We also used GSEA to analyze the differential gene expression between the high-risk group and the low-risk group. Consistent with the results of WGCNA, the biological processes or pathways enriched in the high-risk group were mostly involved in tumor invasion and progression. For example, activation of the transcription factor STAT3 has been widely reported in various tumors, including CRC (Bollrath et al., 2009). Phosphorylation and nuclear translocation of STAT3 drive transcription of genes involved in cell-cycle regulation, cell survival, cell migration, ultimately promoting invasion and metastasis of tumors (Yu et al., 2014).

Numerous studies have revealed that the features of tumor-infiltrating immune cells (TIICs) are closely correlated with the development and progression of cancer (Grivennikov et al., 2010; Steidl et al., 2010; Li et al., 2011). Understanding the landscape of the TIICs could help in finding new strategies to treat CRC. In our report, there were obvious differences in tumor immune cell composition between high-risk and low-risk groups. Notably, some immunosuppressive cells (MDSCs, regulatory T cells, immature dendritic cells), which might favor tumor growth (Jia et al., 2018), were more enriched in the high-risk group. Besides, the proportion of TAMs was significantly higher in the high-risk group than in the low-risk group. TAM infiltration is an independent prognostic risk factor for several kinds of cancer, including CRC (Steidl et al., 2010; Herrera et al., 2013; Waniczek et al., 2017; Ye et al., 2019). Accordingly, the expression of several common ICPs was higher in the high-risk group, further revealing that the high-risk group was characteristics of immunosuppression.
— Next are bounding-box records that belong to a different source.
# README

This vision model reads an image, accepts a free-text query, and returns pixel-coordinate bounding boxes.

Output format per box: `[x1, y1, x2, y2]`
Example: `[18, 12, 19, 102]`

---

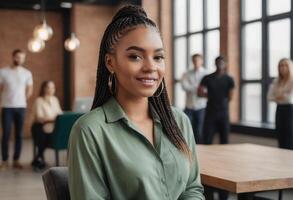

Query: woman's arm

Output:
[68, 125, 110, 200]
[173, 111, 205, 200]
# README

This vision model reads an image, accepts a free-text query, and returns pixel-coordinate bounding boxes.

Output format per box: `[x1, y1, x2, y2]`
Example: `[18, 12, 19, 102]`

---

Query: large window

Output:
[173, 0, 220, 108]
[240, 0, 293, 123]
The efficacy of every single biomarker is inadequate. To further enhance the potential clinical application of this risk model, we established a nomogram. Nomogram combined multiple risk factors (nine-gene signature, age, T stage and distant metastatic) and constructed a simple statistical prediction model. Time-dependent ROC and calibration curve both showed that the predicted survival rate was close to the actual situation. Our nomogram might serve as an excellent predictive model in the prognosis assessment of CRC patients.
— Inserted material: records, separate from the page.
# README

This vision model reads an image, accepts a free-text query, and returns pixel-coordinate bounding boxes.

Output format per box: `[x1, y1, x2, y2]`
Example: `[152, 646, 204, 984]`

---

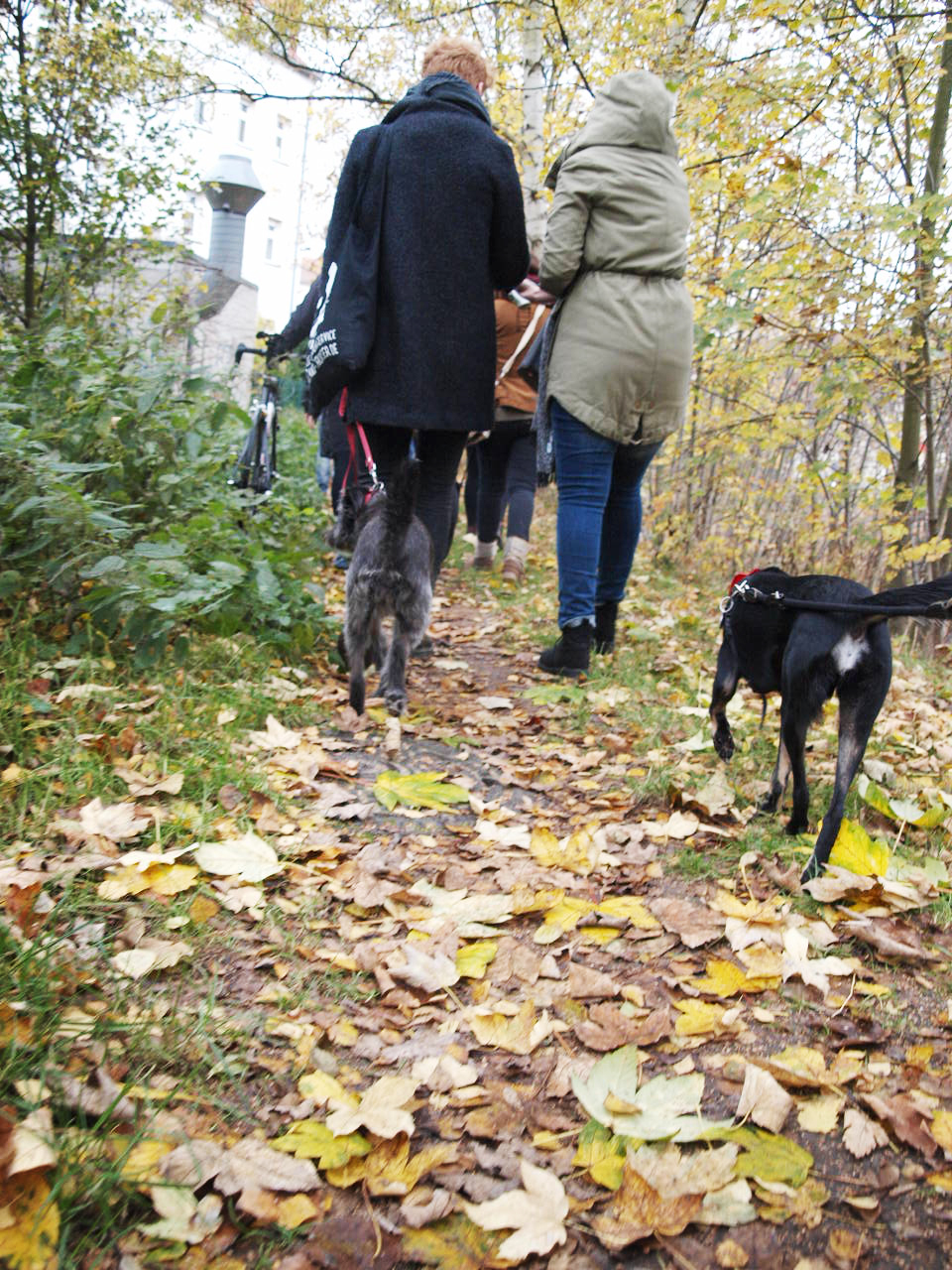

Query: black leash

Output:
[720, 577, 952, 617]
To the best of our knowledge, this nine-gene risk model has not been previously reported, and the information of DNA methylation driven genes provides a foundation for further exploration of the pathogenesis and therapeutic strategy of CRC. However, there are some limitations in current study. The risk model requires further confirmation by increasing the sample size and performing prospective, multicenter studies.

Conclusion

In summary, our study established a nomogram that combined the DNA methylation-driven genes and some significant clinicopathological features. This model has been validated in different study cohorts and is expected to serve as a predictive tool with high sensitivity and specificity to assess clinical prognosis and to guide individualized anti-tumor therapy for patients with CRC.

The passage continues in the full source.